416. After this the two angels, seeing me near them, said to the bystanders, "We know that this man has written about God and nature; let us hear him." And they approached me and asked that what had been written respecting God and nature might be read to them. I then read therefrom* the following.
"From the innumerable things which they see in nature, those who believe in a Divine operation in every single thing of nature can equally well, nay, far more easily, confirm themselves in favor of the Divine, than those who [deny God can] confirm themselves in favor of nature. For those who confirm themselves in favor of the Divine take note of the marvels which are observed in the production both of plants and of animals--in the PRODUCTION OF PLANTS, in that from a small seed cast into the ground comes a root; by means of the root a stem, and then in succession branches, leaves, flowers, fruits, even to new seeds, exactly as though the seed knew the order of succession or the process by which it was to renew itself. What rational man can think that the sun, which is pure fire, knows this? or that it can so endow its heat and light as to produce such effects? that in those effects it can produce marvelous forms and can intend a use? Seeing such things and reflecting upon them, a man whose rational is elevated cannot think otherwise than that they are from Him who has infinite wisdom, thus from God. Moreover, those who acknowledge the Divine, do see this and think it. Not so those who do not acknowledge the Divine, for they do not wish thus to see and think. Thus, letting their rational down into the sensual, which draws all its ideas from the lumen** in which are the senses of the body, they confirm the fallacies of the senses, saying, Do you not see the sun performing these operations by its heat and light? What is that which you do not see? Is it anything?
 "Those who confirm themselves in favor of the Divine take note of the marvels which are observed in the PRODUCTIONS OF ANIMALS. Here I make mention merely of their production in eggs. In these, the chick is latent in its seed or initiament together with every requisite until the time of hatching, and also with every requisite during its progress after the hatching, until it becomes a bird or winged creature in the form of its genitor. And if one gives heed to their form and thinks deeply [he will see] that it is of such a nature that he cannot but come into a state of amazement. As, for example, that in the tiniest creatures as in the largest, yea, in the invisible as in the visible, that is, in little insects as in large birds or beasts, are organs of the senses, namely, sight, smell, taste, touch, and, inasmuch as they fly and walk, organs of motion, namely, muscles; also viscera surrounding their hearts and lungs, which are put in motion by their brains. That these are enjoyed by lowly insects is known from the anatomy of such insects as described by authors, especially by Swammerdam in his Biblia Naturae.
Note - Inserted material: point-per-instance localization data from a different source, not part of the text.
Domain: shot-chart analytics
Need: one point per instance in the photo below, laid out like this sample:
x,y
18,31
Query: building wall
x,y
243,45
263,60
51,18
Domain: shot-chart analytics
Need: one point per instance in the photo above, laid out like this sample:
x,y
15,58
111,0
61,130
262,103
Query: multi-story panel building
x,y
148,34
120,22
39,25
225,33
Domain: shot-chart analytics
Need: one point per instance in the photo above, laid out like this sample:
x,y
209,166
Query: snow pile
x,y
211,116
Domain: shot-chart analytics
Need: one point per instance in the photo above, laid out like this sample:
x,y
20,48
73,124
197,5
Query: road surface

 "Those who ascribe all things to nature do indeed see these things, but think simply that they are, and say that nature produces them, saying this because they have turned their mind away from thinking of the Divine. When they see the marvels in nature, those who have turned away from thinking of the Divine cannot think rationally, still less spiritually, but think sensually and materially. They then think, not above nature, but from her and in her, in like manner as do those who are in hell. They differ from beasts only in this, that they enjoy rationality, that is, are able to understand, and so can think differently if they will.
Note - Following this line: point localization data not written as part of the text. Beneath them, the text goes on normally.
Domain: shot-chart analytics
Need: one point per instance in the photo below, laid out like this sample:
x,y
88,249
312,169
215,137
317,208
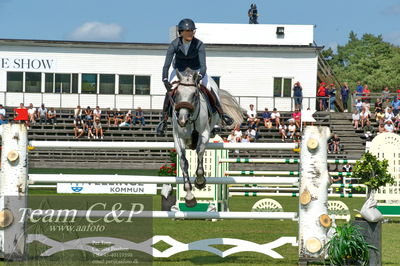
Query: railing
x,y
155,101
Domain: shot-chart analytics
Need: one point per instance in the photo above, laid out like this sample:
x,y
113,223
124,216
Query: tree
x,y
368,59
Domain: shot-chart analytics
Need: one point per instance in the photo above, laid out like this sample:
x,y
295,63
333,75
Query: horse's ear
x,y
179,75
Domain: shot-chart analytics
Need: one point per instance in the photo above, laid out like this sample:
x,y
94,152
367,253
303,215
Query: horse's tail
x,y
231,107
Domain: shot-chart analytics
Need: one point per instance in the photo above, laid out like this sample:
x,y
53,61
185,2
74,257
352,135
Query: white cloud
x,y
392,10
393,37
97,31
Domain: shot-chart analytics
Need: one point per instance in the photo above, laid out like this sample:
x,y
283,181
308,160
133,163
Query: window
x,y
48,82
89,83
63,83
142,85
216,79
33,82
282,87
15,81
125,84
107,84
74,88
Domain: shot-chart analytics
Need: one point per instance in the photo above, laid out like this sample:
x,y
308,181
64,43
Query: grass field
x,y
259,231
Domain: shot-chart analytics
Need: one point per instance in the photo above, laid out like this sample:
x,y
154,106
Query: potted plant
x,y
372,172
348,246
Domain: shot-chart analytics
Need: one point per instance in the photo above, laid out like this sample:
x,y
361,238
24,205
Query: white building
x,y
257,63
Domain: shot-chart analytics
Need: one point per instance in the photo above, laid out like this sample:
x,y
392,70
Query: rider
x,y
187,52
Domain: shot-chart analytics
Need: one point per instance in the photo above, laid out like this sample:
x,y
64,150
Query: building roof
x,y
148,46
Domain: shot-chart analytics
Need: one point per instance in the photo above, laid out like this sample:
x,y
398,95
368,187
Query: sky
x,y
149,21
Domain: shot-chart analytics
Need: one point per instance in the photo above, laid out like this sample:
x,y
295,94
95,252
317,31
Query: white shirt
x,y
275,115
251,113
356,116
97,112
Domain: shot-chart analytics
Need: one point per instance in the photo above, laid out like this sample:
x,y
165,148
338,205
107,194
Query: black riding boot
x,y
162,126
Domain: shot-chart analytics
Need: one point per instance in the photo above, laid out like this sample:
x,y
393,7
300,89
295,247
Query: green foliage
x,y
347,245
169,169
368,59
372,172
 "Those who turn away from thinking of the Divine, when they see the marvels in nature and thereby become sensual, do not consider that the sight of the eye is so gross that it sees a number of little insects as a single dark speck; that yet each one of them is organized for sensation and motion, and is therefore furnished with fiber and vessels and also with little hearts, pulmonary tubes, viscera, and brains; that these are woven of the purest things in nature, and that the weavings correspond to some life by which their minutest parts are distinctly actuated. Since the sight of the eye is so gross that to it many such creatures, With the innumerable things within each, appear as dark specks and yet those who are sensual think and judge from that sight, the grossness of their mind and so the darkness in which they are in respect to things spiritual, becomes evident.
* That is, from DIVINE LOVE AND DIVINE WISDOM, nos. 351-57, 350.
** Lux and lumen both mean light, but in the Writings luxis used to signify the light of the spiritual sun or of the natural, while lumen is used generally to signify spiritual light in the natural mind. Thus the eye sees in natural lux; angels see in spiritual lux. The natural man, whether good or evil, sees in lumen. See ARCANA COELESTIA n. 854; DIVINE PROVIDENCE n. 166, and SPIRITUAL EXPERIENCES n. 4627.